Sind Vorbilder noch aktuell oder eher hinderlich bei der Selbstverwirklichung?

Vorbilder können helfen, den eigenen Weg zu finden, aber man sollte sich nicht an ihnen messen. Mandela fasziniert mich, aber so zu werden wie er, würde mich überfordern.

Was raten Sie dem Berufsnachwuchs – und den eigenen Kindern?

Macht zuerst eine Lehre und nutzt dann die Chancen des heute durchgängigen Bildungssystems. Ich bin ein grosser Anhänger des dualen Bildungssystems. In einer Lehre lernt man arbeiten und wird selbständig. Bei Anstellungen ziehen wir oftmals einen Abgänger einer Fachhochschule einem Universitätsabsolventen vor.

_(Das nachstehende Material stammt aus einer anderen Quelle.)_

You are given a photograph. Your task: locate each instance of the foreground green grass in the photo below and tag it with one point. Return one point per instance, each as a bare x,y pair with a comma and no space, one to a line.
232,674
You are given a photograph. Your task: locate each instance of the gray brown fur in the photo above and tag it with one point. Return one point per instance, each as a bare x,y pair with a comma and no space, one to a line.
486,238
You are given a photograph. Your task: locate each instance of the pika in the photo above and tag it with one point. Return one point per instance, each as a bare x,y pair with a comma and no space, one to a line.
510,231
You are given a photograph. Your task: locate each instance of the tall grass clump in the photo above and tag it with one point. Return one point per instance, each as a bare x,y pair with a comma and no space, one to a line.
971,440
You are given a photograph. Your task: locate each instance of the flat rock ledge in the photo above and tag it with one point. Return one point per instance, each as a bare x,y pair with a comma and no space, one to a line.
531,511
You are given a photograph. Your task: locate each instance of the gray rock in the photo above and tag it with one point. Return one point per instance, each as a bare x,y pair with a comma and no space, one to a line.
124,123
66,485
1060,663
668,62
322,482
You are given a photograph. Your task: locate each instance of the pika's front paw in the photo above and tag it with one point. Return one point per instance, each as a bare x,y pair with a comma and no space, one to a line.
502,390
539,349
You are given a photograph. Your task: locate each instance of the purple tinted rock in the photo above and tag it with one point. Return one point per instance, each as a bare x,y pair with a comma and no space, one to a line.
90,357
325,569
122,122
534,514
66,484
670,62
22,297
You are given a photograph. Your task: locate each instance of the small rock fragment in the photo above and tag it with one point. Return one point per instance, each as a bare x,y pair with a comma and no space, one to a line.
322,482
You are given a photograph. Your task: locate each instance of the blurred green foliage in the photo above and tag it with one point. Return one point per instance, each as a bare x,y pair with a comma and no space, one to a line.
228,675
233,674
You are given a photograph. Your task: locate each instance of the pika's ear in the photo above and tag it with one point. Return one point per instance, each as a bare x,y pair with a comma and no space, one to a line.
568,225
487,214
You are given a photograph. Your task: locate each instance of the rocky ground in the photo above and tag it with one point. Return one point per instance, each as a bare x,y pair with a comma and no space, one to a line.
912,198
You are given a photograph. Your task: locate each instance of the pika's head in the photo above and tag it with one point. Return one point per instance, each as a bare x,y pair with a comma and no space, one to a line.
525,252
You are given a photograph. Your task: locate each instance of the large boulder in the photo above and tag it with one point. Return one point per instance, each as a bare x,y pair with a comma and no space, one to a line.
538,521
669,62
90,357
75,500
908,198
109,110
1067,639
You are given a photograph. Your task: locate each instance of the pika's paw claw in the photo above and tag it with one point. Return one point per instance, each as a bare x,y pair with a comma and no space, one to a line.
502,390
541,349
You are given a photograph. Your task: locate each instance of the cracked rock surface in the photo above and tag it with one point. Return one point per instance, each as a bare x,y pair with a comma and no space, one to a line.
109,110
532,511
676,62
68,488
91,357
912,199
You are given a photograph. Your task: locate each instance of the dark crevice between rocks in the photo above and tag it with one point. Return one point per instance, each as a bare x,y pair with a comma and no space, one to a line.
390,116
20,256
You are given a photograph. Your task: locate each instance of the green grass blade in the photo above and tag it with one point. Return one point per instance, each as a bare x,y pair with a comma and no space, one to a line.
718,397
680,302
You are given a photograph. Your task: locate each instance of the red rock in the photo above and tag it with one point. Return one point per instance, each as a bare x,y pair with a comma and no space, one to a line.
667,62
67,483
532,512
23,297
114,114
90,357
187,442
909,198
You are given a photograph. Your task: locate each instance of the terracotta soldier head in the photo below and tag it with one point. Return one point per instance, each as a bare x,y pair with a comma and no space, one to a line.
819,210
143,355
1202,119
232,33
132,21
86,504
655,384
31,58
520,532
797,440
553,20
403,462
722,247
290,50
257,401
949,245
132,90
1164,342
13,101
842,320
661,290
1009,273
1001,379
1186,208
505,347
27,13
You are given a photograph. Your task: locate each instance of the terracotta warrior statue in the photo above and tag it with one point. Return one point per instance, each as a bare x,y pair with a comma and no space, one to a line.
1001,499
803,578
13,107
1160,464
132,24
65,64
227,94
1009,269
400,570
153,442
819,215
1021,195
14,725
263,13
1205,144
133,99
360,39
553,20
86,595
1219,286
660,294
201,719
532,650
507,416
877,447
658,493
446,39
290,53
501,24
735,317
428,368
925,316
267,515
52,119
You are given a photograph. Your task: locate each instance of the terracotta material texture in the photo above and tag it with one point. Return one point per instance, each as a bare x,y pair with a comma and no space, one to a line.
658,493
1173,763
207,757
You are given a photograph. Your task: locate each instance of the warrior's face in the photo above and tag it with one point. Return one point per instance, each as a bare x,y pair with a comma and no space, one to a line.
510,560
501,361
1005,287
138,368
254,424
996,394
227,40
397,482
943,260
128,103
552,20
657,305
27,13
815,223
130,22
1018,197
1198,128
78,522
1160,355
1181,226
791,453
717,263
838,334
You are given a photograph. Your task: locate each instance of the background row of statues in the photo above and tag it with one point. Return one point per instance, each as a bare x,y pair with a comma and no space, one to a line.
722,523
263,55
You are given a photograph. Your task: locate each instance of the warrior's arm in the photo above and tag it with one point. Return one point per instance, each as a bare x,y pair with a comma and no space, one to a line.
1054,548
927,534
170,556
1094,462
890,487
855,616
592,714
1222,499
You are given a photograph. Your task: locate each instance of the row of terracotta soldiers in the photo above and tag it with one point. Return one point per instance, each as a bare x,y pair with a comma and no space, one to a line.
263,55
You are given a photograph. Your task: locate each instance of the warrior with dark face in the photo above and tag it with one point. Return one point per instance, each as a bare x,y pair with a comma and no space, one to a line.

Wie wurden Sie durch Ihre ehemaligen Lehrpersonen eingeschätzt?

In der Schule als durchschnittlich intelligent, aber faul und vorlaut. In der Banklehre als schnell, aber zu linkslastig. Ich habe erst mit etwa 20 Jahren gemerkt, dass Erfolg auch mit der eigenen Leistung und Disziplin zu tun hat.

Hat Ihnen die Schule das wirklich Relevante vermittelt?

Ohne ein gesichertes Grundwissen ist eine Karriere nicht möglich. Eigene Erfahrungen, Sport und Familie gehören jedoch dazu, um das Leben verstehen und meistern zu können.

Könnten Sie sich ein Leben im Kloster vorstellen?

Das Leben bietet zu viel, als dass ich mich freiwillig einsperren liesse.

Kommen Sie manchmal zu spät?

Nein, ausser der Zug hat Verspätung. Die Pünktlichkeit ist nicht nur eines der Markenzeichen des öffentlichen Verkehrs in der Schweiz, sie muss auch in Führungspositionen vorgelebt werden.

Glauben Sie an die Vorsehung und an das Schicksal?

Es gibt sicher Glück und Pech, ich glaube aber nicht, dass das Leben vorgezeichnet ist.

Sind Sie zuversichtlich für die Schweiz?

Ja, wir haben alle Voraussetzungen, um erfolgreich zu sein. Wir sind ein reiches Land, haben ein hohes Bildungsniveau, ein funktionierendes politisches System und einen hervorragenden öffentlichen Verkehr.

Welche Probleme sollte die Politik unverzüglich anpacken?

Sie muss die Finanzierung und den Ausbau des Schienennetzes regeln – das ist für die Zukunft unseres Landes von grosser Bedeutung.

Eine Ihrer Lebensweisheiten?

«Wenn du etwas machst, so mach es richtig.»